Purplebricks

PHOTO: Purplebricks Australia

A leading expert on estate agency and the housing market in Australia has lifted the lid on how Purplebricks failed down under.

The always-controversial agency launched down under almost exactly four years ago today with promises to introduce cheap flat fees to an eager market, to bring “world-beating technology” to a tired industry, and to help the Australian housing market thrive.

Agency founder Michael Bruce told The New Daily newspaper at that time: “Everyday Australian people go out there to take the risk, the leap of faith, to live the Aussie dream of owning their own home, only to find when they come to sell it they’ve got no option, until now, but to fill the pockets of real estate agents with tens of thousands of dollars.”

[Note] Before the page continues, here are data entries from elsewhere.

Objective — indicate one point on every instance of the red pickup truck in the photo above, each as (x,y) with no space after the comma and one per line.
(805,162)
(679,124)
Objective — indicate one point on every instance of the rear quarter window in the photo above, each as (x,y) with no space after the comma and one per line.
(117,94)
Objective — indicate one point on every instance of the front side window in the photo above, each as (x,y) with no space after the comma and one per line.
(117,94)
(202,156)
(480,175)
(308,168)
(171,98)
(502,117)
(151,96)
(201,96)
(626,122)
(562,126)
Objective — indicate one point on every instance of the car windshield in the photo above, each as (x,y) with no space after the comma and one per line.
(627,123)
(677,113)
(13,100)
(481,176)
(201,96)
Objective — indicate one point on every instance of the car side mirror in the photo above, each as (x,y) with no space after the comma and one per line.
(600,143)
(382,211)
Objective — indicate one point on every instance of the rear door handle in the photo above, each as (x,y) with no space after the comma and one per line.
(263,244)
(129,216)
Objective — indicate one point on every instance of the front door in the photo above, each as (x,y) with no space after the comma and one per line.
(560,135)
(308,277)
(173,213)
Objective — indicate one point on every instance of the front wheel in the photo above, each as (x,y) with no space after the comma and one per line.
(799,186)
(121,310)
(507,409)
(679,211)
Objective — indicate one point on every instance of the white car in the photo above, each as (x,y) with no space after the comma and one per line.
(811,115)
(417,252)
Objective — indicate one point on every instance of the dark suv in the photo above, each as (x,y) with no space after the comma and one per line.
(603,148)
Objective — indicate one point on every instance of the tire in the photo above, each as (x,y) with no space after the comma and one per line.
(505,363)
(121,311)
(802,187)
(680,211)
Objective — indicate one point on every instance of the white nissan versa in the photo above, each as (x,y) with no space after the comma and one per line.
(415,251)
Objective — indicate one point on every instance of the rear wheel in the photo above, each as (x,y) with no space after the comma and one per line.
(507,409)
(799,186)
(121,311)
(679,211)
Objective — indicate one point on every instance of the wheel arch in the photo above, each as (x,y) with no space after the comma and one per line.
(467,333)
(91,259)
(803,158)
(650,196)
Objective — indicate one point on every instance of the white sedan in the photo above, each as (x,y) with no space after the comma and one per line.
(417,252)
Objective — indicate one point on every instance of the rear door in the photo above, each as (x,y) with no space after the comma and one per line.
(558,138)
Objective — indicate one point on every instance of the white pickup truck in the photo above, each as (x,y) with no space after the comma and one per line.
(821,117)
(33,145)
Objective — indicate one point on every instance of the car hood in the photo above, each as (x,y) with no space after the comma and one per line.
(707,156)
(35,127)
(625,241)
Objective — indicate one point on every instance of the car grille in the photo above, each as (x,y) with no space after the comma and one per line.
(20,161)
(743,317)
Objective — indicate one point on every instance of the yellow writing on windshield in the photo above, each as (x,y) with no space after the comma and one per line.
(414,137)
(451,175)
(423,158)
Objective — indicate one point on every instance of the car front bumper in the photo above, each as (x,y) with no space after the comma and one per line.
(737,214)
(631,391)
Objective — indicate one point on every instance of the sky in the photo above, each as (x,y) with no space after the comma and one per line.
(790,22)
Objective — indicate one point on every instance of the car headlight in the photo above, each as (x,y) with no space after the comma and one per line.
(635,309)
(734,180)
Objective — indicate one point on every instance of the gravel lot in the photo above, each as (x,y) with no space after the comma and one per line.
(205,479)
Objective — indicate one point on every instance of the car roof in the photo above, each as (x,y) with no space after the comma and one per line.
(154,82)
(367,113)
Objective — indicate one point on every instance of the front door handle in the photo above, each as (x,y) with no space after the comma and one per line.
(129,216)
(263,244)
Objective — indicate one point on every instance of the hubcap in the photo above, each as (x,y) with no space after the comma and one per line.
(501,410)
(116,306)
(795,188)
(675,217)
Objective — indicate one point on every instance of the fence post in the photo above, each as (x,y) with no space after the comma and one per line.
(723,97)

However, 15 months ago a humbled agency announced that as a result of “some execution errors” coupled with a difficult housing market, Purplebricks Australia would shut. The same announcement revealed Michael Bruce was leaving the company.

Now Lisa Novak, director of Australian agency Novak Properties – and a familiar voice in the UK, having been interviewed on her perspective in the past – has given forthright views on what went wrong for Purplebricks.

She says it was seen down under as a “cheap and nasty” brand, failing to win the positive brand recognition in that country which it had for a period in the UK.

In an interview with Angels Media chief executive Nat Daniels, to be published on Estate Agent Today this coming weekend, Novak says: ”There wasn’t enough on the table for the agent.”